You definitely want to avoid serializing your POJOs into a humongous String and then writing that String out. Use the XStream APIs to serialize the POJOs directly to your OutputStream. I ran into the same situation earlier this year when I found that I was generating 200-300Mb XML documents and getting OutOfMemoryErrors. It was very easy to make the switch.
And ditto of course for the reading side. Don't read the XML into a String and ask XStream to deserialize from that String: deserialize directly from the InputStream.
You mention a second issue regarding not being able to serialize the <meta> element and the <data> elements. I don't think this is an XStream problem or limitation as I routinely serialize much more complex structures on the order of:
<myobject>
<item>foo</item>
<anotheritem>foo</anotheritem>
<alist>
<alistitem>
<value1>v1</value1>
<value2>v2</value2>
<value3>v3</value3>
...
</alistitem>
...
<alistitem>
<value1>v1</value1>
<value2>v2</value2>
<value3>v3</value3>
...
</alistitem>
</alist>
<anotherlist>
<anotherlistitem>
<valA>A</valA>
<valB>B</valB>
<valC>C</valC>
...
</anotherlistitem>
...
</anotherlist>
</myobject>
I've successfully serialized and deserialized nested lists too.
Not sure what the problem is here...you've found your answer on that webpage.
The example code on the link you provided suggests:
Writer someWriter = new FileWriter("filename.xml");
ObjectOutputStream out = xstream.createObjectOutputStream(someWriter, "root");
out.writeObject(dataObject);
// iterate over your objects...
out.close();
and for reading nearly identical but with Reader for Writer and Input for Output:
Reader someReader = new FileReader("filename.xml");
ObjectInputStream in = xstream.createObjectInputStream(someReader);
DataObject foo = (DataObject)in.readObject();
// do some stuff here while there's more objects...
in.close();
I'd suggest using tools like Visual VM or Eclipse Memory Analyzer to make sure you don't have a memory leak/problem.
Also, how do you know each object is 50 bytes? That doesn't sound likely.

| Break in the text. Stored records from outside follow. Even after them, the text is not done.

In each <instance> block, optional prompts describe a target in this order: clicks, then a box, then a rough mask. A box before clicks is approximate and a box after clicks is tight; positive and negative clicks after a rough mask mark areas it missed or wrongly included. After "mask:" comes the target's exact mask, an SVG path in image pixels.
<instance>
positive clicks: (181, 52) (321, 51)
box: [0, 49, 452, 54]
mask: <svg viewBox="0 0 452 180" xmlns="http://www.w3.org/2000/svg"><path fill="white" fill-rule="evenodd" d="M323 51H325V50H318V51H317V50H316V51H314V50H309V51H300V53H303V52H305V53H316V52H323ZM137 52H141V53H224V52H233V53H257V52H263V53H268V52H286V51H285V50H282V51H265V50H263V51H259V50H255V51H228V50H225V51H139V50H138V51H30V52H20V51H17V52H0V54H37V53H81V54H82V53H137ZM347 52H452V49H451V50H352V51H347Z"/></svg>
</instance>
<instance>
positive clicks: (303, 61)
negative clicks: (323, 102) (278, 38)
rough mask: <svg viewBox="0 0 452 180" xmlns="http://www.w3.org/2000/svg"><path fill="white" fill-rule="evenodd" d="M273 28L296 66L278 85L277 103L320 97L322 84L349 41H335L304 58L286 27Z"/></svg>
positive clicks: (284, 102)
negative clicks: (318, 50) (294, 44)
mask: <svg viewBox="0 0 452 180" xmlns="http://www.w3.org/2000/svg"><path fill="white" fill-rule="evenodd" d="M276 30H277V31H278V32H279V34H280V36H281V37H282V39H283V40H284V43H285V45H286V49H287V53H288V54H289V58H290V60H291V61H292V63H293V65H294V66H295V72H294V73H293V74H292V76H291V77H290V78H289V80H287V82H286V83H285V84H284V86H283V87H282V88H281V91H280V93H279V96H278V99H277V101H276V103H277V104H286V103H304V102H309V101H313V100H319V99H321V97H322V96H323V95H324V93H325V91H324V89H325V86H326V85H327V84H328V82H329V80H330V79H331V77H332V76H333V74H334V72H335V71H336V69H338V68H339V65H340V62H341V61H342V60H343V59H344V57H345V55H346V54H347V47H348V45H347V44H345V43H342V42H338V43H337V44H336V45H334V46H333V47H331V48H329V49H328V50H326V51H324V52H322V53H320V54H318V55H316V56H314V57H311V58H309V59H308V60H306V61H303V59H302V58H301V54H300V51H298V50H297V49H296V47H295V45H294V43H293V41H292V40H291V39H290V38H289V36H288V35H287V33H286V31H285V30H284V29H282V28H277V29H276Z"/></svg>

Use XMLStreamWriter (or XStream) to serialize it, you can write whatever you want on it. If you have the option of getting the input stream instead of the entire string, use a SAXParser, it is event based and, although the implementation maybe a little bit clumsy, you will be able to read any XML that is thrown at you, even if it the XML is huge (I have parse 2GB+ more XML files with SAXParser).
Just as a side note, you should send the binary data and not the string to a XML parser. XML parsers will read the encoding of the byte array that is going to come next through the xml tag in the beginning of the XML sequence:
<?xml version="1.0" encoding="UTF-8" standalone="no" ?>
A string is encoded in something already. It's better practice to let the XML parse the original stream before you create a String with it.